Methods.:Eligible patients were allowed to have two prior systemic therapies. Docetaxel 30 mg/m2 i.v. was administered on days 1, 8, 15, and erlotinib 150 mg was dosed orally on days 2–7, 9–14, 16–28 of each 28-day cycle. The primary endpoint was 16 weeks progression-free survival (PFS), and secondary endpoints included response, stable disease, and overall survival. Tumor samples were analyzed for KRAS gene mutations and E-cadherin expression by immunohistochemistry (IHC). Patients with BTC and HCC were accrued and assessed in separate strata for the efficacy endpoints, but for the two-stage initial design of the study, combined PFS was considered. A Simon optimal two-stage design tested the hypothesis that the 16-week PFS is ≤ 15% (clinically inactive) versus the alternative of ≥ 30% (warranting further study).
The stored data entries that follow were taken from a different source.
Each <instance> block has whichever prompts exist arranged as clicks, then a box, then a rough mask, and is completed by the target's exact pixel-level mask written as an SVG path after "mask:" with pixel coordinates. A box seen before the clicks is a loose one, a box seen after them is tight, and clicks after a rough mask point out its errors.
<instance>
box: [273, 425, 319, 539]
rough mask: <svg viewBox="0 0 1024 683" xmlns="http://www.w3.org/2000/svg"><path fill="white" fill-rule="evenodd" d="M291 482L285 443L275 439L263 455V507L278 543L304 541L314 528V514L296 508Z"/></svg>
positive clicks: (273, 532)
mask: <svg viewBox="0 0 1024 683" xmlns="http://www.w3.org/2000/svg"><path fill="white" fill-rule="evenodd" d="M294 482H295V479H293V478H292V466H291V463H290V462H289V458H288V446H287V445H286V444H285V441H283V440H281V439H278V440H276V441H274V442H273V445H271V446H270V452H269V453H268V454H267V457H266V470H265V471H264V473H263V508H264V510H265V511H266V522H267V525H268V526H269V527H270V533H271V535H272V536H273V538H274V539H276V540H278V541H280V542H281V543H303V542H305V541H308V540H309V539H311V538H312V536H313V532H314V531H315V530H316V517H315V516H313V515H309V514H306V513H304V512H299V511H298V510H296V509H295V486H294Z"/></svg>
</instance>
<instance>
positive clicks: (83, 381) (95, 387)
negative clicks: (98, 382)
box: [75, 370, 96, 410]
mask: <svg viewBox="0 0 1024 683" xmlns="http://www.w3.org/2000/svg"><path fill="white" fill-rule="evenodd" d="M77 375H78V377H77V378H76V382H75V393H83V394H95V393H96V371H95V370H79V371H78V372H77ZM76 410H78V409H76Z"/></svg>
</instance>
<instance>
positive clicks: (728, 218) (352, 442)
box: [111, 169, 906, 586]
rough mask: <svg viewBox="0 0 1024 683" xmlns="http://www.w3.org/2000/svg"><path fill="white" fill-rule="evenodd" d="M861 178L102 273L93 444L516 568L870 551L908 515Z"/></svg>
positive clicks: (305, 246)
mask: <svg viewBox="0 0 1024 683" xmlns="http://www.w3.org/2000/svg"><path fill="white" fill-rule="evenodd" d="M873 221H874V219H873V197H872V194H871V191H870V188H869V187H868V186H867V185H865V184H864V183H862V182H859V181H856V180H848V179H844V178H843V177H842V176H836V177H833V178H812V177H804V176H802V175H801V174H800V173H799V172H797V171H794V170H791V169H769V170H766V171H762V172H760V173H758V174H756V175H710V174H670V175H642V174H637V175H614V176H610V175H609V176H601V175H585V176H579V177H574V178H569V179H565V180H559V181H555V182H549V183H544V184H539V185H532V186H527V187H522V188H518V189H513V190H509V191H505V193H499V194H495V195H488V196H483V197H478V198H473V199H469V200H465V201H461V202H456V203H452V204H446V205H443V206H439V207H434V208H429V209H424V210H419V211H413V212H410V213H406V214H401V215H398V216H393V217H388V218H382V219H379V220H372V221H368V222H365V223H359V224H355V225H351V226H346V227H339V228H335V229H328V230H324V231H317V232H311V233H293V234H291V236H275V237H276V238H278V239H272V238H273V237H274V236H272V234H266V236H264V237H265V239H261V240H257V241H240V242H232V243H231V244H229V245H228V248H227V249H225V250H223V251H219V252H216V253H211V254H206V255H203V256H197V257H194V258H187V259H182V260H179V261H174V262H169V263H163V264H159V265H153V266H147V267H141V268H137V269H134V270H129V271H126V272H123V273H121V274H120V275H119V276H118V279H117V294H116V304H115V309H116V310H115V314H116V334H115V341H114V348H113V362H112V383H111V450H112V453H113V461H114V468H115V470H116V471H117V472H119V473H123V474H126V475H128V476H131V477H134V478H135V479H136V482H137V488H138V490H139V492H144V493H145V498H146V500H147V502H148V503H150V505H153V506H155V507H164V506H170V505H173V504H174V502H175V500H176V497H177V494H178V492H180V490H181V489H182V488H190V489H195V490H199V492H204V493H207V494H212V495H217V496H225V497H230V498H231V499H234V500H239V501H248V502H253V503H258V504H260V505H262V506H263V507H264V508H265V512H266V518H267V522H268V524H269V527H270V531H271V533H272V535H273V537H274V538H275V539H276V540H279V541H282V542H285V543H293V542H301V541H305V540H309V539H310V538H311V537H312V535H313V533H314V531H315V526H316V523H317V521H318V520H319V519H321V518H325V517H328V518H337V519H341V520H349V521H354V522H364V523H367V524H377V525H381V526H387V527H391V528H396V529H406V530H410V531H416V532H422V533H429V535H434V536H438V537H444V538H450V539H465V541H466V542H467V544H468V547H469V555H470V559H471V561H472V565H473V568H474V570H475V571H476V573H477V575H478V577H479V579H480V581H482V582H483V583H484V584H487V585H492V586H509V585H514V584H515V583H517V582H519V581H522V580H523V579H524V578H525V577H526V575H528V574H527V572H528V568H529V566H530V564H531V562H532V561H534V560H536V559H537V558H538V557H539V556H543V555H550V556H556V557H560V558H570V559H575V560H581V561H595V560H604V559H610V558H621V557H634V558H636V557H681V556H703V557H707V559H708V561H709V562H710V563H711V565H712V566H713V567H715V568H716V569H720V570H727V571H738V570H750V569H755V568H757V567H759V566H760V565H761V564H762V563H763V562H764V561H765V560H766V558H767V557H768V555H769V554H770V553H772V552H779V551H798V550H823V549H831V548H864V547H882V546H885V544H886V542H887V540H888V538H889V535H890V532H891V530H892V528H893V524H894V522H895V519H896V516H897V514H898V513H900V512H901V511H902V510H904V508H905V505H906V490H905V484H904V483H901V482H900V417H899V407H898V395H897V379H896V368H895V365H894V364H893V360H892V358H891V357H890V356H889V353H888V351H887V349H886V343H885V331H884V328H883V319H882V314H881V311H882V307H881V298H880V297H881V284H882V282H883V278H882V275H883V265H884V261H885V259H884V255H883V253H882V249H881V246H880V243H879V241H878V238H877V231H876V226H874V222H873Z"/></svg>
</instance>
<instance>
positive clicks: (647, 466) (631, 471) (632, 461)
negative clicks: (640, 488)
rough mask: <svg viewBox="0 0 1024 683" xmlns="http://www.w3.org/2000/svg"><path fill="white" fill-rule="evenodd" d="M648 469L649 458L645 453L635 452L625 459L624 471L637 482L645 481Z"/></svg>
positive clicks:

Results.:Twenty-five patients, 14 with HCC and 11 with BTC, were enrolled. Common toxicities were rash (76%), diarrhea (56%), and fatigue (52%), mostly grade 1 or 2. No objective responses were seen. Seven BTC (64%) and 6 HCC patients (46%) had stable disease as best response, with a median duration of 16.1 weeks (95% CI 3.7–56.3) for BTC, and 17.6 weeks (95% CI 8.1–49.8) for HCC. The 16-week PFS was 64% for BTC (95% CI 29.7–84.5), and 38% for HCC (95% CI 14.1–62.8). Median overall survival was 5.7 and 6.7 months for BTC and HCC patients, respectively. BTC patients with grade ≥ 2 rash had higher median PFS (6.2 vs 2.2 months) and OS (14.2 vs 4.2 months). HCC patients with negative/low E-cadherin expression had higher median PFS (6.7 vs 2.1 months) and OS (14.5 vs 4 months).
Conclusion.:Erlotinib with docetaxel met the 16-week PFS ≥ 30% endpoint,but overall survival was comparable to that seen with single-agent erlotinib. With the limitation of small numbers of patients, grade ≥ 2 rash (in BTC), and negative/low E-cadherin expression (HCC) were associated with higher PFS and OS.